The system is small, simple, cost-effective and good for wireless control of home appliances or industrial instrumentation.
The system comprises a transmitter and a receiver as described below.
Transmitter section. Fig.1 shows the block diagram of the transmitter section.
Four pushbutton switches (S1 through S4) are used as inputs to select the devices and set the time-out in the transmitter section. These are designated as up, down, enter and run keys, respectively. The time-out data is transferred over the RF wireless link to the receiver section.
The 8-bit AT89C51 microcontroller is the main controlling part of the transmitter section. It is connected to the LCD module, input switches and encoder IC (HT12E). The device control program is stored in the memory of the microcontroller to control the devices as per the time-out settings done through input switches S1 through S4.
A two-line, 16-character LCD module shows the status of the main program that is running inside the microcontroller.
The HT12E is an 18- pin DIP package encoder IC that encodes 4-bit data and sends it to TRX-434 RF transmitter module.
The TRX-434 RF transmitter module uses a digital modulation technique called amplitude-shift keying (ASK) or on-off keying. In this technique, whenever logic ‘1’ is to be sent, it is modulated with carrier signal (434MHz). This modulated signal is then transmitted through the antenna. The waveforms in Fig. 2 depict the ASK concept. The main specifications of the RF module are shown in the table.
Receiver section. Fig.3 shows the block diagram of the receiver section.
The 12V DC supply, used along with a 5V regulator, can be provided by a 12V battery or power adaptor.
The RX-434 radio receiver module receives the ASK signal from TRX-434. The HT12D decoder demodulates the received address and data bits. IC CD4519 is a quadruple two-input multiplexer that selects the appropriate data bits to control the devices.

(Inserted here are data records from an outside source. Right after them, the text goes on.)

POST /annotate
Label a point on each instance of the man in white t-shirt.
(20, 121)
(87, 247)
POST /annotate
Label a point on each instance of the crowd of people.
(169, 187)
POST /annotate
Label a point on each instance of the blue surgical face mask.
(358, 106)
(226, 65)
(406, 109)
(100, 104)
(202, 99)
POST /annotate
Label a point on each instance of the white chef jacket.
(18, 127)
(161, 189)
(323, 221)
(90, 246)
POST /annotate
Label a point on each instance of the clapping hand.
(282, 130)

The ULN 2003 relay driver consists of seven npn Darlington pairs that feature high-voltage outputs with common-cathode clamp diodes for switching the inductive loads. The collector-current rating of a single Darlington pair is 500 mA.
Transmitter circuit. Fig.4 shows the transmitter circuit. The microcontroller reads the input data from switches S1 through S4 at its port-2 pins 21 through 24 and displays it on the LCD. Port 3 provides read data to the encoder IC HT12E at pins 10 through 13. The microcontroller is programmed to control input and output data.

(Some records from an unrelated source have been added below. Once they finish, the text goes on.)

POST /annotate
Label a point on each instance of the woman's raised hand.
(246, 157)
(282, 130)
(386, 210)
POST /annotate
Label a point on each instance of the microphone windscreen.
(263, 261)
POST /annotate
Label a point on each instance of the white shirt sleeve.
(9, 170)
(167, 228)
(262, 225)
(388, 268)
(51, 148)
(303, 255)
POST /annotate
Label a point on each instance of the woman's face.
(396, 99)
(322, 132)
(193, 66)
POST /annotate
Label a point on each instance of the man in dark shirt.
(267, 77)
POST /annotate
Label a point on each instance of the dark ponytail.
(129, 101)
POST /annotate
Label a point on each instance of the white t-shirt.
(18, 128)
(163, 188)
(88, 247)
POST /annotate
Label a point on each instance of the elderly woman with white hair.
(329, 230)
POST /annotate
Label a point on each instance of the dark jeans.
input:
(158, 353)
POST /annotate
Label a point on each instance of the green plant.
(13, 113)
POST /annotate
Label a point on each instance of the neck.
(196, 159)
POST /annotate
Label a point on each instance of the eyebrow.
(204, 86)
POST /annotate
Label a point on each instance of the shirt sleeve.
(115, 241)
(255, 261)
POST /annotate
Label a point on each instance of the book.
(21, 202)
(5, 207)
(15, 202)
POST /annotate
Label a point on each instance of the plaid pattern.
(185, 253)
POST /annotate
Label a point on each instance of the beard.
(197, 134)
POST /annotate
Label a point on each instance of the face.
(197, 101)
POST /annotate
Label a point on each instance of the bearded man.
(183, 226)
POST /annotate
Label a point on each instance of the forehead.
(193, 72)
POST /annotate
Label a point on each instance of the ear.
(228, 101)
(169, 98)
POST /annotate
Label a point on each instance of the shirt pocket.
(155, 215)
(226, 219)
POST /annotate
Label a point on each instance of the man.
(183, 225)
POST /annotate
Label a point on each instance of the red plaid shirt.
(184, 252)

When the push button switches (S1 through S4) are open, logic ‘0’ is constantly fed to the respective port pins of the microcontroller. When any of the buttons is pressed, logic ‘1’ is fed to the respective port pin of the microcontroller.
The device control program stored in the memory of the microcontroller activates and executes as per the functions defined in the program for respective input switches.
Data inputs AD8 through AD11 (pins 10 through 13) of HT12E are connected to the microcontroller. Pins 1 through 8 (A0 through A7) of the IC are address inputs. Shorting them address pins using switches to either Vcc or Gnd enables different address selections for data transmission. Here we have connected them to 5V. Since address pins are connected to 5V, the address is set to 255d (in decimal). If you were to connect all the address pins to ground, the address would be 000d. Thus there are 256 possible addresses available. So you can set up switches to control one or more of the encoder address pins.